Does that mean that coffee drinkers can’t go wrong as long as they choose Fairtrade coffee? Not quite. You can be sure that the certified coffee or espresso comes from plantations where the farmers work under at least acceptable conditions. And they know that Fairtrade International gives these people a fair share of the proceeds from sales to help develop their businesses and their communities.

However, the seal is also awarded to coffee that is not organic guidelines was grown. It does not assess the environmental impact of transport. It says nothing about a more or less gentle roasting of the beans. And in the end, every coffee drinker decides on a coffee or espresso according to their individual taste. Therefore, a Fairtrade seal is not a substitute for your own quality awareness. However, it makes it easier for coffee drinkers to find their way around and shows which coffees they can use to support their producers directly and on-site.
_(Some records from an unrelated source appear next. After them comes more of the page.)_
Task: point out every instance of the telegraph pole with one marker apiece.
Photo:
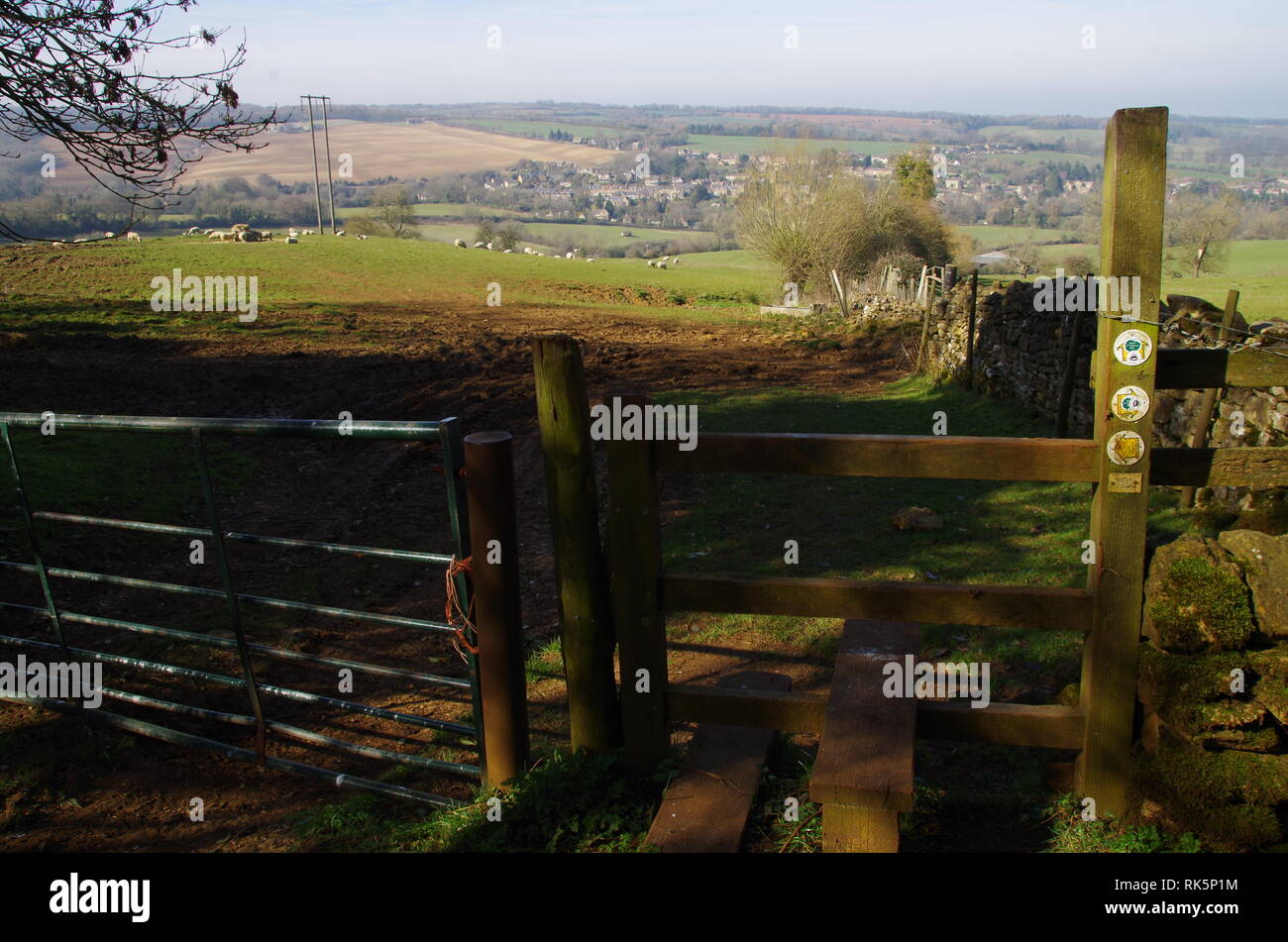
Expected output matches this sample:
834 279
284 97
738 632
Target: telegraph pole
326 137
313 141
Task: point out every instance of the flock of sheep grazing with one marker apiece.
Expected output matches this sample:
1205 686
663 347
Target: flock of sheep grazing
652 262
241 232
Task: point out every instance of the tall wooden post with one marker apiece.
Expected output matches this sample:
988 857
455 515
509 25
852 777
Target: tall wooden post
635 552
585 607
497 616
970 331
1199 429
1126 356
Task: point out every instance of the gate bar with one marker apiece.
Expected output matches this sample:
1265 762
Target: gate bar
51 607
271 690
197 639
411 555
296 734
287 427
187 739
226 576
130 581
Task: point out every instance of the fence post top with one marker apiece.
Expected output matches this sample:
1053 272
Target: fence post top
487 438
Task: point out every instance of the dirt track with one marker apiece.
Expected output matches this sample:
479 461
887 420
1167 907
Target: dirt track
408 365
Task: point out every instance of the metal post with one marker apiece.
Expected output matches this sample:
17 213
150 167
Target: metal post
326 137
970 331
497 615
317 183
217 538
459 520
33 540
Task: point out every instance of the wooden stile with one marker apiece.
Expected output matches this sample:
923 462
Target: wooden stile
1131 246
863 771
980 459
1012 606
585 607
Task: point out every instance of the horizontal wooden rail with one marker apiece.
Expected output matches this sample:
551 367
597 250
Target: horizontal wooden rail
1004 723
1001 606
887 456
1229 468
1214 368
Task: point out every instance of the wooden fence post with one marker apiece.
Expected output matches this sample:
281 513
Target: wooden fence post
497 615
1203 418
1126 356
970 331
635 554
585 607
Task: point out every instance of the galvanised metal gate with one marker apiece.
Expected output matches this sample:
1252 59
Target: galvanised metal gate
446 434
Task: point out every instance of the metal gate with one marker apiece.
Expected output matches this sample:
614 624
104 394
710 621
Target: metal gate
62 637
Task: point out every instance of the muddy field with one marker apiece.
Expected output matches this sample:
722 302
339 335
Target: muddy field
467 362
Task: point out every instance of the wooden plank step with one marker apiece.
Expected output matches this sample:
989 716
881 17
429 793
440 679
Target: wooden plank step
706 807
863 771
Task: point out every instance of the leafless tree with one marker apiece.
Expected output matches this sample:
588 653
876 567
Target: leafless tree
76 71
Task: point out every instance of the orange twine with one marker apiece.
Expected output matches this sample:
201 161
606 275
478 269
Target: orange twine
454 606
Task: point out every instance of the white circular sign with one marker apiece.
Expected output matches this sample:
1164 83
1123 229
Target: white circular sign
1126 448
1132 348
1129 403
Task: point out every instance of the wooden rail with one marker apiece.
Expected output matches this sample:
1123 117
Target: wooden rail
1004 723
1005 606
1216 368
885 456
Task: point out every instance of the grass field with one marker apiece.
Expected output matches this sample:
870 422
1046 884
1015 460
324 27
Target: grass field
732 146
378 151
541 129
347 271
583 235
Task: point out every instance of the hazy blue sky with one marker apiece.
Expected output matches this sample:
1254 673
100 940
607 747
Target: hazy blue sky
993 56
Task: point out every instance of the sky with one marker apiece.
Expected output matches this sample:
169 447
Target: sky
1004 56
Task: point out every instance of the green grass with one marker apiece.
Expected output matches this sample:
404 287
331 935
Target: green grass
591 236
313 286
541 129
566 804
1004 236
733 145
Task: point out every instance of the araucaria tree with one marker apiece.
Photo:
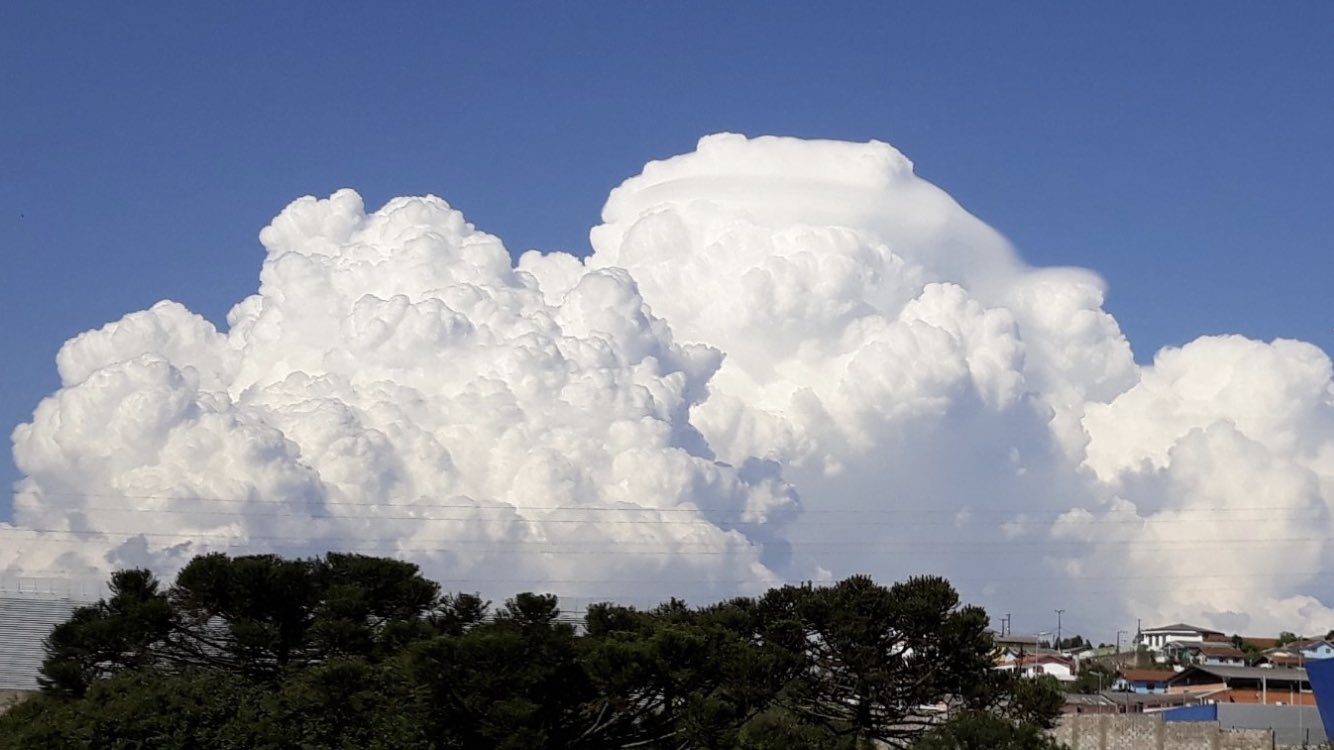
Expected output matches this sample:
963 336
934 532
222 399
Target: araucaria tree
348 651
How To Recognize Sustainable Coffee?

Are you now wondering what is the best way to find out whether a coffee blend has been produced sustainably? Well, at first glance the various labels and certificates may seem a bit opaque – but on closer inspection and with a practiced eye it is by no means complicated to find out whether coffee was produced fairly, sustainably, and with direct trade or not.

Everything we consume was once produced by people for people in a specific place at a specific time – that’s clear. The production conditions for coffee are very different depending on the region of origin. The resource-saving handling with water, which of course plays an important role in the cultivation of coffee plants, is one of the aspects on which coffee farmers worldwide focus in order to work sustainably and ecologically.

Such a way of working also includes, among other things, not cultivating the coffee plants in monocultures, as this involves the increased use of plant protection products and insect repellents, which in turn endanger biodiversity. Cultivation in mixed cultures is more sustainable and gentler, for example with an organic seal on the coffee package.

However, not only the cultivation, harvesting, and processing of the coffee beans play a role in the sustainability of the product that we ultimately consume. The packaging material, transport routes, storage, and marketing of the coffee also have an impact on the size of the ecological burden that a coffee ultimately causes.

Many manufacturers therefore no longer only ensure that the coffee beans are grown on-site in a sustainable and ecologically conscious manner, but also pack their coffees, for example from recycled material, for example, and do without prints that are difficult to biodegrade.

How Can I Consume Coffee Sustainably?

From the cultivation to the recycling of coffee, all the intermediate steps are as sustainable as possible fair trade coffee from sustainable cultivation is of course a big step in the right direction when it comes to conscious consumption of the roasts we love so much. But have you ever thought that you can continue to use the coffee powder after it has been prepared as a drink?

Coffee powder is often used in cosmetics, for example peeling. You will find many creative recipes and suggestions for this on various online platforms. As a natural product, the used coffee powder can otherwise be disposed of best and most sustainably in the compost or inorganic waste.

Conclusion: Fairtrade Coffee - Don't Just Trust The Seal

Fairtrade Coffee Harvest

Anyone who drinks coffee with one of the seals is helping to make the market fairer. However, if you want to enjoy with a really good conscience, you should not only trust the seal but also be aware of their weak points – and demand that the systems face the criticism and thus further improve the conditions for the producers.